Proses ini lambat. Pembelajaran kembali bersifat biologis dan emosional karena penciptaan sirkuit saraf baru tidak terjadi dalam semalam.
Saya mulai mengkonsep kebugaran lebih dari sekadar penjumlahan kekuatan atau kecepatan. Bagaimana jika saya memasukkan apa yang tidak dapat saya lihat: apa yang saya rasakan, secara fisik dan emosional?
Saya menilai kembali nilai-nilai saya dan mulai memastikan tujuan saya selaras dengan nilai-nilai tersebut.
Cara berpikir baru ini menuntut saya melakukan pendekatan kebugaran dan pengembangan diri dari dalam ke luar, bukan dari luar ke dalam. Tujuan pendorongnya adalah keinginan untuk merasa utuh, puas, dan cukup.
Sebelumnya, saya merasa lelah dan lelah secara fisik. Secara emosional, saya merasa hampa, dangkal, dan tersesat. Motivasi saya bersifat eksternal. Hubungan saya dengan tubuh saya tidak hormat.

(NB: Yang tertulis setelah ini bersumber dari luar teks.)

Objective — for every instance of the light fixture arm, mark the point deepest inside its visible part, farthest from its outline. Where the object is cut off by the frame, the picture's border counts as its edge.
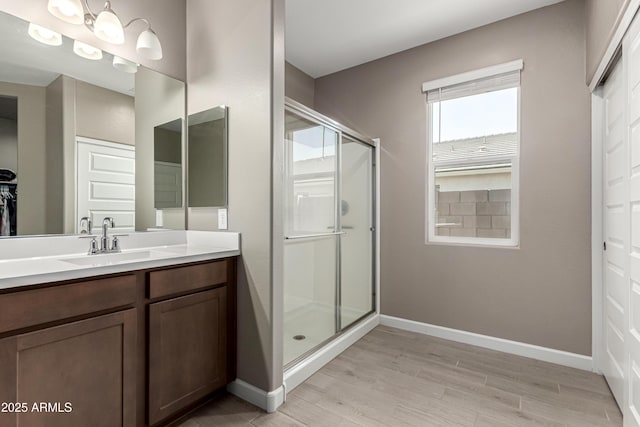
(89, 12)
(146, 21)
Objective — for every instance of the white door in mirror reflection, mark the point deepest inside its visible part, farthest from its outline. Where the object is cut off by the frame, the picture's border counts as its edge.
(105, 184)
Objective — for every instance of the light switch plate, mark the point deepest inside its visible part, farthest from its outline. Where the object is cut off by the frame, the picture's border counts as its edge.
(222, 219)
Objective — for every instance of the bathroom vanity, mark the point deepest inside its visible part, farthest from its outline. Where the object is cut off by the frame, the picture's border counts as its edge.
(131, 339)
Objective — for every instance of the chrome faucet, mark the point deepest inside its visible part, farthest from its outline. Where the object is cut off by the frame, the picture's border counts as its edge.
(104, 241)
(85, 220)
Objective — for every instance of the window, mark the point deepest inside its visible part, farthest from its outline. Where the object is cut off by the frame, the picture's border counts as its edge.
(473, 153)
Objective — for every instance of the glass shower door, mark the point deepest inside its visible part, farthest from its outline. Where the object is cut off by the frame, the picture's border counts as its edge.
(357, 222)
(311, 235)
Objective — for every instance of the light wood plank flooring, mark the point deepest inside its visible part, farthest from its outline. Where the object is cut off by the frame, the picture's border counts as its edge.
(397, 378)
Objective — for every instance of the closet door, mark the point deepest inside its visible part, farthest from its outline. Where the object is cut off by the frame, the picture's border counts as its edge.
(631, 60)
(616, 232)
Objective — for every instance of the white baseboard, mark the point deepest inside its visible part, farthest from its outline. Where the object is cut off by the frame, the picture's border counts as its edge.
(545, 354)
(299, 373)
(267, 401)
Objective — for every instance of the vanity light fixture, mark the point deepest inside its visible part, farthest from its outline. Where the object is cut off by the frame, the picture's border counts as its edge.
(67, 10)
(106, 25)
(86, 51)
(124, 65)
(44, 35)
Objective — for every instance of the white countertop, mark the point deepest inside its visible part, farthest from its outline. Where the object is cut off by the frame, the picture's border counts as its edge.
(36, 260)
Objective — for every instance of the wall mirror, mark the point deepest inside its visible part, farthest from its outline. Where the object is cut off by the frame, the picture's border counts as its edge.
(81, 136)
(167, 165)
(208, 158)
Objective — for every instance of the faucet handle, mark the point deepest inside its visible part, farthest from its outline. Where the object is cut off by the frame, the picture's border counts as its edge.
(93, 244)
(115, 243)
(87, 220)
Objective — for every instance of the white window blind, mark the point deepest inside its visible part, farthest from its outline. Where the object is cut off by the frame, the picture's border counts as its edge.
(475, 87)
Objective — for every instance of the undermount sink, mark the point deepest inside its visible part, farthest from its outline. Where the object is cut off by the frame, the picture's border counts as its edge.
(109, 259)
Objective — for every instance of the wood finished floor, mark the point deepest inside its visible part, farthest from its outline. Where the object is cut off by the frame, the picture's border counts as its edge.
(396, 378)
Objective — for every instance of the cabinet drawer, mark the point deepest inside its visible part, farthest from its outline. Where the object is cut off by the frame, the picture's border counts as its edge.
(33, 307)
(184, 279)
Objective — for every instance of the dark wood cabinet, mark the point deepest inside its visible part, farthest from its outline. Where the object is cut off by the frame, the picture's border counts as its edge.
(134, 349)
(76, 374)
(187, 350)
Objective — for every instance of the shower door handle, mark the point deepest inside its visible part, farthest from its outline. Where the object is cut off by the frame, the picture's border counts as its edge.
(309, 236)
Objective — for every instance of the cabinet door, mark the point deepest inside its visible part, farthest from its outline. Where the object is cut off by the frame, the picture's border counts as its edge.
(187, 350)
(78, 374)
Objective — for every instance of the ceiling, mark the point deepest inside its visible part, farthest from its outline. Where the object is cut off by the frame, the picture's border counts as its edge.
(326, 36)
(26, 61)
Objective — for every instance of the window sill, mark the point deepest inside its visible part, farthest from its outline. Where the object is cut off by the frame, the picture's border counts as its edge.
(473, 242)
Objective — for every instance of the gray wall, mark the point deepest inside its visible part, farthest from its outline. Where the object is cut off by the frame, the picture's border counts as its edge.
(31, 156)
(540, 293)
(601, 19)
(8, 144)
(298, 85)
(230, 61)
(55, 94)
(167, 19)
(167, 145)
(104, 114)
(206, 164)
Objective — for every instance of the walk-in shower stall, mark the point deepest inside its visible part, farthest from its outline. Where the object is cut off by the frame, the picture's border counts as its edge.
(330, 243)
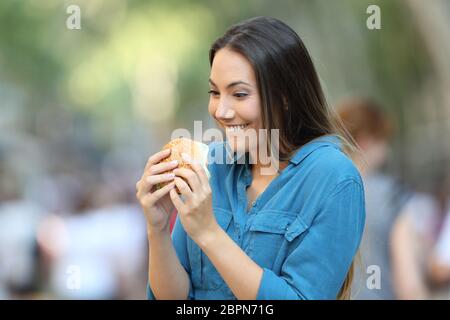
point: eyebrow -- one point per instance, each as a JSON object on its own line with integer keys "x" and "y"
{"x": 232, "y": 84}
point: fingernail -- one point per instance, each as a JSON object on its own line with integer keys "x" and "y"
{"x": 186, "y": 157}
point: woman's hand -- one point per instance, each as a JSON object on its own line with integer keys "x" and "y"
{"x": 195, "y": 213}
{"x": 156, "y": 204}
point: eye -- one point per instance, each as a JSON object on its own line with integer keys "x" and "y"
{"x": 213, "y": 93}
{"x": 240, "y": 94}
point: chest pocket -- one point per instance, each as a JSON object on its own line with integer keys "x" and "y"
{"x": 203, "y": 273}
{"x": 270, "y": 234}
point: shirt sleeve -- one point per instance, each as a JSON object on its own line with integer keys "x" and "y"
{"x": 316, "y": 268}
{"x": 179, "y": 240}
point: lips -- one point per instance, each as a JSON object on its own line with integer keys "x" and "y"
{"x": 236, "y": 128}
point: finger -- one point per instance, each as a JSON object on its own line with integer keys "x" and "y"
{"x": 161, "y": 167}
{"x": 200, "y": 171}
{"x": 157, "y": 157}
{"x": 152, "y": 198}
{"x": 190, "y": 176}
{"x": 177, "y": 202}
{"x": 183, "y": 187}
{"x": 148, "y": 182}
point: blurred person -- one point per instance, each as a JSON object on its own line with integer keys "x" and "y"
{"x": 19, "y": 218}
{"x": 95, "y": 252}
{"x": 243, "y": 234}
{"x": 421, "y": 245}
{"x": 372, "y": 130}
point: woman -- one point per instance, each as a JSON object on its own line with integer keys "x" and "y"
{"x": 247, "y": 235}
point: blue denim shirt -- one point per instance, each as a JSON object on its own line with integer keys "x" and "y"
{"x": 303, "y": 230}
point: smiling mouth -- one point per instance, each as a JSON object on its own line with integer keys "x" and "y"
{"x": 236, "y": 128}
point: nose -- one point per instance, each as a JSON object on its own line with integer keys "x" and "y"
{"x": 224, "y": 110}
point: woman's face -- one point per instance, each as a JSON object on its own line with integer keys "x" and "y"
{"x": 234, "y": 99}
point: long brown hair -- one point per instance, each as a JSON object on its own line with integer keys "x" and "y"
{"x": 292, "y": 98}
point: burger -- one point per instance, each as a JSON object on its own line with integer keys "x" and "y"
{"x": 197, "y": 152}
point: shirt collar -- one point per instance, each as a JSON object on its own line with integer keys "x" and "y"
{"x": 308, "y": 148}
{"x": 300, "y": 154}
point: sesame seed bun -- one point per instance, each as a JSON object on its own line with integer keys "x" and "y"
{"x": 197, "y": 151}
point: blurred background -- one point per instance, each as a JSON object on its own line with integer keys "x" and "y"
{"x": 81, "y": 110}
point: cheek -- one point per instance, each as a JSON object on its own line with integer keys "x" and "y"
{"x": 211, "y": 107}
{"x": 251, "y": 111}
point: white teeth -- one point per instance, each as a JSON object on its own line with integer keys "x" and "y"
{"x": 236, "y": 128}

Memang butuh waktu, tapi kini saya bisa melihat aktivitas fisik dari sudut pandang baru—sebagai cara untuk menjaga tubuh saya tetap berfungsi secara optimal. Hubungan saya dengan makanan didorong oleh keinginan saya untuk mengisi kuil saya, untuk terhubung dengan alam sebagai sumber kehidupan yang menopang, dan untuk mengisi kembali dan menyehatkan hidup saya.
Dimana Saya Saat Ini
Saya mendorong diri saya secara fisik, tetapi tidak dengan cara yang sama seperti sebelumnya. Hari ini, tubuhku adalah pelipisku. Saya berolahraga beberapa kali seminggu, tetapi saya mendengarkan dengan cermat bisikan tubuh saya. Rasa pegal dan lelah merupakan sinyal bahwa sudah waktunya istirahat.

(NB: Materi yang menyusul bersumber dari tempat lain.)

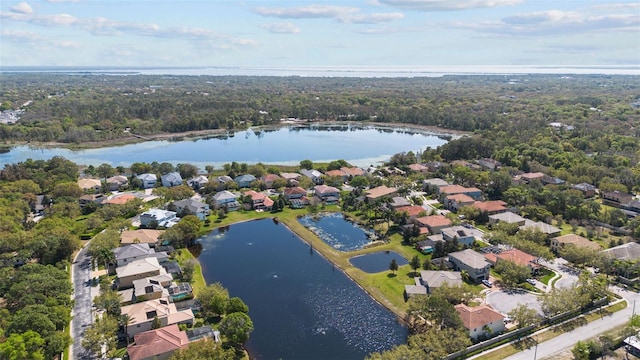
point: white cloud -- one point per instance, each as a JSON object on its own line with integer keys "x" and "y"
{"x": 281, "y": 28}
{"x": 307, "y": 12}
{"x": 372, "y": 18}
{"x": 22, "y": 8}
{"x": 447, "y": 5}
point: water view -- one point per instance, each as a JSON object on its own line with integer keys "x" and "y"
{"x": 336, "y": 231}
{"x": 302, "y": 307}
{"x": 377, "y": 262}
{"x": 361, "y": 146}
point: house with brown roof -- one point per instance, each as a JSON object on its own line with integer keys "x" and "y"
{"x": 573, "y": 239}
{"x": 516, "y": 256}
{"x": 615, "y": 198}
{"x": 148, "y": 236}
{"x": 412, "y": 211}
{"x": 143, "y": 313}
{"x": 381, "y": 191}
{"x": 435, "y": 223}
{"x": 259, "y": 201}
{"x": 476, "y": 266}
{"x": 158, "y": 343}
{"x": 481, "y": 321}
{"x": 490, "y": 207}
{"x": 455, "y": 202}
{"x": 506, "y": 217}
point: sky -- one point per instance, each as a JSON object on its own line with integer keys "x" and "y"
{"x": 321, "y": 33}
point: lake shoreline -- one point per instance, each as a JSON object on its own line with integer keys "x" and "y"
{"x": 203, "y": 134}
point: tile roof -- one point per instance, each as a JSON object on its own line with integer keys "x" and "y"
{"x": 477, "y": 317}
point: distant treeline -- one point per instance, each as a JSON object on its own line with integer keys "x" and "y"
{"x": 80, "y": 108}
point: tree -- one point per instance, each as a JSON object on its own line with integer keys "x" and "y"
{"x": 203, "y": 349}
{"x": 524, "y": 315}
{"x": 25, "y": 346}
{"x": 214, "y": 299}
{"x": 415, "y": 264}
{"x": 101, "y": 334}
{"x": 236, "y": 327}
{"x": 393, "y": 266}
{"x": 237, "y": 305}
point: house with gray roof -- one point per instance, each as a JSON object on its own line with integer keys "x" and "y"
{"x": 475, "y": 264}
{"x": 192, "y": 207}
{"x": 171, "y": 179}
{"x": 227, "y": 200}
{"x": 148, "y": 180}
{"x": 244, "y": 180}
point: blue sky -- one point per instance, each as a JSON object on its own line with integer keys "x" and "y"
{"x": 322, "y": 33}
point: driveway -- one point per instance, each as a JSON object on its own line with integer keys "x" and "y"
{"x": 505, "y": 301}
{"x": 82, "y": 312}
{"x": 561, "y": 266}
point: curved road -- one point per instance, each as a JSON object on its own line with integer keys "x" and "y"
{"x": 82, "y": 312}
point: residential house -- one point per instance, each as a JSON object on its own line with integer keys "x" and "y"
{"x": 128, "y": 253}
{"x": 158, "y": 217}
{"x": 157, "y": 344}
{"x": 87, "y": 199}
{"x": 171, "y": 179}
{"x": 314, "y": 175}
{"x": 491, "y": 207}
{"x": 259, "y": 201}
{"x": 147, "y": 180}
{"x": 413, "y": 212}
{"x": 327, "y": 194}
{"x": 462, "y": 234}
{"x": 117, "y": 182}
{"x": 481, "y": 321}
{"x": 615, "y": 198}
{"x": 245, "y": 180}
{"x": 448, "y": 190}
{"x": 119, "y": 199}
{"x": 419, "y": 168}
{"x": 476, "y": 266}
{"x": 268, "y": 180}
{"x": 352, "y": 171}
{"x": 435, "y": 223}
{"x": 431, "y": 280}
{"x": 573, "y": 239}
{"x": 137, "y": 269}
{"x": 192, "y": 207}
{"x": 629, "y": 251}
{"x": 515, "y": 256}
{"x": 227, "y": 200}
{"x": 549, "y": 230}
{"x": 457, "y": 201}
{"x": 380, "y": 192}
{"x": 198, "y": 182}
{"x": 507, "y": 217}
{"x": 140, "y": 236}
{"x": 150, "y": 288}
{"x": 399, "y": 201}
{"x": 489, "y": 164}
{"x": 142, "y": 315}
{"x": 90, "y": 185}
{"x": 291, "y": 178}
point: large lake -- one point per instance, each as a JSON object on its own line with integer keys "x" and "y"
{"x": 302, "y": 307}
{"x": 360, "y": 145}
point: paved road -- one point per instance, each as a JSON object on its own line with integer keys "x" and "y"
{"x": 82, "y": 312}
{"x": 553, "y": 346}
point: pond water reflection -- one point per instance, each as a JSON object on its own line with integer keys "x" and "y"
{"x": 301, "y": 305}
{"x": 337, "y": 231}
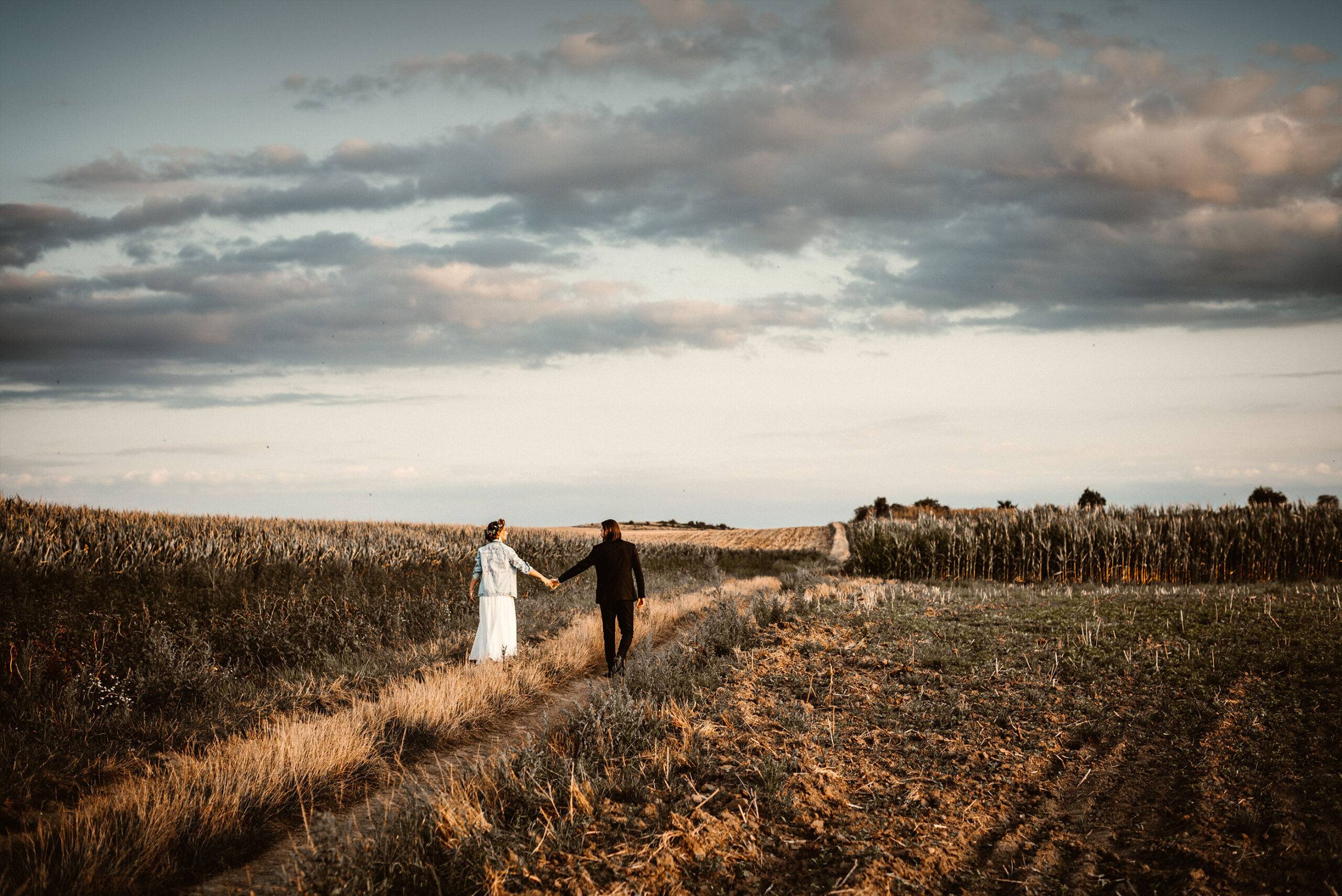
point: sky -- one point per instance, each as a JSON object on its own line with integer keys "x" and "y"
{"x": 741, "y": 262}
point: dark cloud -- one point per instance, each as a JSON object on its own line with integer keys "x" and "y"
{"x": 1125, "y": 190}
{"x": 675, "y": 39}
{"x": 336, "y": 302}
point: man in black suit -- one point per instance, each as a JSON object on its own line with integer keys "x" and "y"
{"x": 615, "y": 561}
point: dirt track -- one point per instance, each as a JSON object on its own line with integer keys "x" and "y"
{"x": 438, "y": 767}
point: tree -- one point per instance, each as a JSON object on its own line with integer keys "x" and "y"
{"x": 1264, "y": 496}
{"x": 1091, "y": 499}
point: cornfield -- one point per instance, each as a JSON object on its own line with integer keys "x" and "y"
{"x": 128, "y": 635}
{"x": 1176, "y": 545}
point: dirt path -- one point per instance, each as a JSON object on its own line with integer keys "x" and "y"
{"x": 430, "y": 770}
{"x": 272, "y": 867}
{"x": 839, "y": 548}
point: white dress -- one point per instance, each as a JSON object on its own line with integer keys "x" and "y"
{"x": 497, "y": 566}
{"x": 495, "y": 636}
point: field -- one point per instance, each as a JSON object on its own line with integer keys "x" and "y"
{"x": 1177, "y": 545}
{"x": 796, "y": 538}
{"x": 869, "y": 737}
{"x": 138, "y": 644}
{"x": 281, "y": 706}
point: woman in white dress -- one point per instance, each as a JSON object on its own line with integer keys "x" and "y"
{"x": 497, "y": 566}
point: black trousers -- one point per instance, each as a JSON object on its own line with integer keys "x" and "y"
{"x": 622, "y": 611}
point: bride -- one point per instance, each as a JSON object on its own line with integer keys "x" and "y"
{"x": 497, "y": 566}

Saya percaya kebugaran adalah produk sampingan dari kesehatan, bukan kekuatan pendorongnya. Bagi saya, kebugaran bukanlah cerminan di cermin. Kebugaran adalah apa yang saya rasakan secara fisik dan emosional. Kebugaran terasa utuh.

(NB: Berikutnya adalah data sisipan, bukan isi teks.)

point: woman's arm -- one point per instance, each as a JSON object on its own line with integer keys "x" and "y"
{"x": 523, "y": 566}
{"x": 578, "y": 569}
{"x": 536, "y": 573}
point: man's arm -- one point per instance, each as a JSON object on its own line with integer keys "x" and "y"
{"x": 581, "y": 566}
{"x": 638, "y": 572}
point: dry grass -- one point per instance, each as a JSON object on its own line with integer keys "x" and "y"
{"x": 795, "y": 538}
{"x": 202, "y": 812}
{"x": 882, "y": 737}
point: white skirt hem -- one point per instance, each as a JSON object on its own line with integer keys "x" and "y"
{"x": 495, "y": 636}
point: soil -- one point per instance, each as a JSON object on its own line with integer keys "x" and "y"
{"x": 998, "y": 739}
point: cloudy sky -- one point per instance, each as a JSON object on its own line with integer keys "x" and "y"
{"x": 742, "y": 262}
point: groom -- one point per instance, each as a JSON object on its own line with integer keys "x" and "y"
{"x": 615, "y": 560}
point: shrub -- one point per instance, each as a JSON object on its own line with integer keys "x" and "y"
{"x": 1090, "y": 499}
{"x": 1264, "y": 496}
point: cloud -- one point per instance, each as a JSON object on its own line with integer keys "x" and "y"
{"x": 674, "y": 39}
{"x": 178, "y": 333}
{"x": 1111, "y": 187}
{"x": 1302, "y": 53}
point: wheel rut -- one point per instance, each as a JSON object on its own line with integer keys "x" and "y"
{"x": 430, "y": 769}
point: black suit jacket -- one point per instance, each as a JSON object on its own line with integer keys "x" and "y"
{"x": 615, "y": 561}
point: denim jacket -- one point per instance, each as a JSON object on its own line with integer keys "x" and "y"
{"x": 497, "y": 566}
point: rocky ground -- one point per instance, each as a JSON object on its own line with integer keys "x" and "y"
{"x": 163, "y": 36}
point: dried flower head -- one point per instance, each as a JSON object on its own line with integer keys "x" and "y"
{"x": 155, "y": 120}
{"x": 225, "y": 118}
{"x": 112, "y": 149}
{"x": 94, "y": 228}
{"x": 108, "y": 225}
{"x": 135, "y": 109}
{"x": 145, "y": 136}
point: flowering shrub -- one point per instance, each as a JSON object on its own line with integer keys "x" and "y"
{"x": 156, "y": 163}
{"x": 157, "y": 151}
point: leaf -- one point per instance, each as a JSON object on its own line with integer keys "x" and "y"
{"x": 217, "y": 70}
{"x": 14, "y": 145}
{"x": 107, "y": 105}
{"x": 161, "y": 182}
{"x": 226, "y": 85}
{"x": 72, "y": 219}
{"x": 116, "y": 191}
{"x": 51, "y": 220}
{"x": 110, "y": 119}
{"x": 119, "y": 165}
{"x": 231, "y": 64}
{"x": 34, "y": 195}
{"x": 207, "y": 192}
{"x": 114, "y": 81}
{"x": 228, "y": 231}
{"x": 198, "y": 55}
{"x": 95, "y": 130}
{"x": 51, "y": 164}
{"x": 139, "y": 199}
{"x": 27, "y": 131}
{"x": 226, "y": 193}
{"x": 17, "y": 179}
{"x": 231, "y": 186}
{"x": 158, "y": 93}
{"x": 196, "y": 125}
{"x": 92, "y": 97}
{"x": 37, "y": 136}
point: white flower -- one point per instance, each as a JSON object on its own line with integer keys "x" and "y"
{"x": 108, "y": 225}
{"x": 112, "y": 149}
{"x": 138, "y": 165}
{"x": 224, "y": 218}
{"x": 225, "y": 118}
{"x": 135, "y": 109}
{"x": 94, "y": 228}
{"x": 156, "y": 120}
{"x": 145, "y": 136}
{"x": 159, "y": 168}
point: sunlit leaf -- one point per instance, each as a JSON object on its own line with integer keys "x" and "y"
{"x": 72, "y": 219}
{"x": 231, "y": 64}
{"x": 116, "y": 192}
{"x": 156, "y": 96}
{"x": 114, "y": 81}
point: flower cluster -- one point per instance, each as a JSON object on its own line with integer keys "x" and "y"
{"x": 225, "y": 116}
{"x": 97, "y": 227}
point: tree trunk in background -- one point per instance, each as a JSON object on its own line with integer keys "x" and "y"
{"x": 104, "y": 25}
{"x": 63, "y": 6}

Peningkatan hubungan yang saya miliki dengan diri saya sendiri terbukti sangat bermanfaat. Hubungan saya dengan orang-orang terdekat saya menjadi lebih baik. Saya merasa nyaman berada bersama orang lain karena saya tidak menunggu penegasan mereka untuk meningkatkan harga diri saya.
Saya tahu akan ada hari-hari, minggu-minggu, dan bulan-bulan baik disertai hari-hari buruk. Namun kini setelah saya merasakan ketenangan dan kedamaian, saya yakin hal-hal baik akan lebih banyak daripada hal-hal buruk.
Tubuhku adalah sahabatku. Saya sekarang memperlakukannya seperti itu.

Tentang Ryan Sheridan
Ryan adalah seorang praktisi perawat psikiatri integratif di praktik pribadinya, Psikiatri Proaktif di Washington, DC. Sebagai penyedia layanan yang berpikiran holistik, Ryan memanfaatkan olahraga, nutrisi, terapi, pelatihan, dan terkadang pengobatan untuk membantu orang lain mengoptimalkan dan meningkatkan kesejahteraan mereka. Dia percaya dalam berbagi kisah pribadi, tantangan, dan pertumbuhan sebagai sarana untuk menjalin hubungan terapeutik yang kuat. Jika Anda tertarik untuk berhubungan dengan Ryan, silakan hubungi dia di sini.